Enhanced Land Subsidence Interpolation through a Hybrid Deep Convolutional Neural Network and InSAR Time Series

Zahra Azarm, Hamid Mehrabi, and Saeed Nadi

Abstract. Land subsidence, the gradual or sudden sinking of the land, poses a global threat to infrastructure and the environment. This paper introduced a hybrid method based on deep convolutional neural networks (CNN) and persistent scattered interferometric synthetic aperture radar (PSInSAR) to estimate land subsidence in areas where PSInSAR cannot provide reliable measurements.

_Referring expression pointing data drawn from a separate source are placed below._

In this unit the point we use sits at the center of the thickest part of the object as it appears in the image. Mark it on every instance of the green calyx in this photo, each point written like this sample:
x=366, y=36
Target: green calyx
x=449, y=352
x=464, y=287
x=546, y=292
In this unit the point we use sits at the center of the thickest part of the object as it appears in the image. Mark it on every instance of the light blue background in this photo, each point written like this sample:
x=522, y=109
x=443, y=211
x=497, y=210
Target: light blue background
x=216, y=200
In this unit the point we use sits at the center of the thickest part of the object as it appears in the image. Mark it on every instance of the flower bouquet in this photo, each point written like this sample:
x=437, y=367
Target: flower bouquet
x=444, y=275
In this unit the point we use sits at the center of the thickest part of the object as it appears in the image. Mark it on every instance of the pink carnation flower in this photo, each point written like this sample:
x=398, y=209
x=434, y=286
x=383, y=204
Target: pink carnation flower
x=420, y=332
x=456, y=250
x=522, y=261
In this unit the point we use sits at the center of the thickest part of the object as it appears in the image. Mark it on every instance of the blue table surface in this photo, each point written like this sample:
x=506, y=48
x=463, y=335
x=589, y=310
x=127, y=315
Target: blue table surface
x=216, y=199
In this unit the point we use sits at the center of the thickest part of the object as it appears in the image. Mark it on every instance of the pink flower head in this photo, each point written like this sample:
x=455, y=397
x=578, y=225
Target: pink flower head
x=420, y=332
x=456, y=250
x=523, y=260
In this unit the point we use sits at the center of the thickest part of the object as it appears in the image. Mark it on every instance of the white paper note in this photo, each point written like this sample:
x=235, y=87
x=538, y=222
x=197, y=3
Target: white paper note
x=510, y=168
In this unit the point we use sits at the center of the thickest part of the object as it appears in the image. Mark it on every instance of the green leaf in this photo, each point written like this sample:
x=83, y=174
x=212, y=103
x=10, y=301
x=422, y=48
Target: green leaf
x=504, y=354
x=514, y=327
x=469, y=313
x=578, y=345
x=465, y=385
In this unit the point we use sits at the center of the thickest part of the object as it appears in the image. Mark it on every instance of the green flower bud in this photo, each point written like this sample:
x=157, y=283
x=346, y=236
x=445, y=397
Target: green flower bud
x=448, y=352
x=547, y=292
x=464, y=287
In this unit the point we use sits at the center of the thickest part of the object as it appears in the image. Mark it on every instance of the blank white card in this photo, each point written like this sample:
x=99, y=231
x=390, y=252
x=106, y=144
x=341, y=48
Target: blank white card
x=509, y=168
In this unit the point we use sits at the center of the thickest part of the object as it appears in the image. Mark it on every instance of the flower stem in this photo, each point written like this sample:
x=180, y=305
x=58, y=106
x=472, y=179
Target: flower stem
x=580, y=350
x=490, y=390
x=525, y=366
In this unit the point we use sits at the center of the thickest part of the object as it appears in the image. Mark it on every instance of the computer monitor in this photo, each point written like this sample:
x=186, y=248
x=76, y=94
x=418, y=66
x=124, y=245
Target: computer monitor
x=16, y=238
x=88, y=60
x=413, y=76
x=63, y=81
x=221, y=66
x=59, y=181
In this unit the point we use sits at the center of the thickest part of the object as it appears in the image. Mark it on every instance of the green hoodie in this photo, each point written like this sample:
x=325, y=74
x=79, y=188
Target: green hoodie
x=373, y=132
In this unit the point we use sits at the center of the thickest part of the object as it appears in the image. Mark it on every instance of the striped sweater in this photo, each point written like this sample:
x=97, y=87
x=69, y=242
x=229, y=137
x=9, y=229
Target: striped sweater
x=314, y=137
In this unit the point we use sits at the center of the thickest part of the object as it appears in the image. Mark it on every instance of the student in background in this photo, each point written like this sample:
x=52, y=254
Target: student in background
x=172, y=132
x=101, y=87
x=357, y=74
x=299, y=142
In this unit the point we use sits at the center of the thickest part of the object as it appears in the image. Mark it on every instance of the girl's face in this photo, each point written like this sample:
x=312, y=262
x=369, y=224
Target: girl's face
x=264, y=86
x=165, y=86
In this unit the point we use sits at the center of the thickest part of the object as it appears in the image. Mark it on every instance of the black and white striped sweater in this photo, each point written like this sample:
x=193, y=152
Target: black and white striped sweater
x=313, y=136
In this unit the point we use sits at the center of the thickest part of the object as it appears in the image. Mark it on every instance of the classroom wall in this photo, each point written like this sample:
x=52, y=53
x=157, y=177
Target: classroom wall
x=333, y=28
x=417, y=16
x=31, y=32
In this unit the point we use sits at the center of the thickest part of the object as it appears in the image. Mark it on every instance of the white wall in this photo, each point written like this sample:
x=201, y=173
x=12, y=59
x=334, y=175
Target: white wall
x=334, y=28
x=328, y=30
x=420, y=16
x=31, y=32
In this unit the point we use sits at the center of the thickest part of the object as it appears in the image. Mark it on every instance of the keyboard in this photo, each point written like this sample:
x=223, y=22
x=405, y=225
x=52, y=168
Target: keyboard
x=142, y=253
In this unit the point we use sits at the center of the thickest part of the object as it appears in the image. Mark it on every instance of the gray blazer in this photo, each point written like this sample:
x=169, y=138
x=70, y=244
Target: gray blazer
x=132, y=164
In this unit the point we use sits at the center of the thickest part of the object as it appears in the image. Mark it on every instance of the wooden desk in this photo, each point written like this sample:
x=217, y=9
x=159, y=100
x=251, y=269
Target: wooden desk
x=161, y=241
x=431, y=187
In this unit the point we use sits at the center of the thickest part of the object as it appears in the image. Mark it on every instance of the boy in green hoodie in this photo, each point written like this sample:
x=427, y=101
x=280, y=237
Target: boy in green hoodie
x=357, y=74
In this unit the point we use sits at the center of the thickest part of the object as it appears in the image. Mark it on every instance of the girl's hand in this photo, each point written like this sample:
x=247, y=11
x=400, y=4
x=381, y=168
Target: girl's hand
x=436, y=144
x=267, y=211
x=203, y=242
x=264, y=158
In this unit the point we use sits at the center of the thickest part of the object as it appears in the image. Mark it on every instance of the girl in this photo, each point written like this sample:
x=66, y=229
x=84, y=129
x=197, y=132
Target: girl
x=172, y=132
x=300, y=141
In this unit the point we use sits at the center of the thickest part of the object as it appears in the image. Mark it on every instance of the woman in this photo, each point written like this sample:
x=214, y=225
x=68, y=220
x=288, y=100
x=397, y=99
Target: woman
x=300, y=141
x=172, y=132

This approach involves training a deep CNN with subsidence driving forces and PSInSAR data to learn patterns and estimate subsidence values. Our evaluation of the model shows its efficiency in overcoming the discontinuities observed in the PSInSAR results, producing a continuous subsidence surface. The deep CNN was evaluated on training, validation, and testing data, resulting in mean squared errors of 5 mm, 9 mm, and 11 mm, respectively. In contrast, the kriging interpolation method showed a mean square error of 37.19 mm in the experimental data set. subsidence prediction using the deep CNN method showed a 70 % improvement compared to the Kriging interpolation method.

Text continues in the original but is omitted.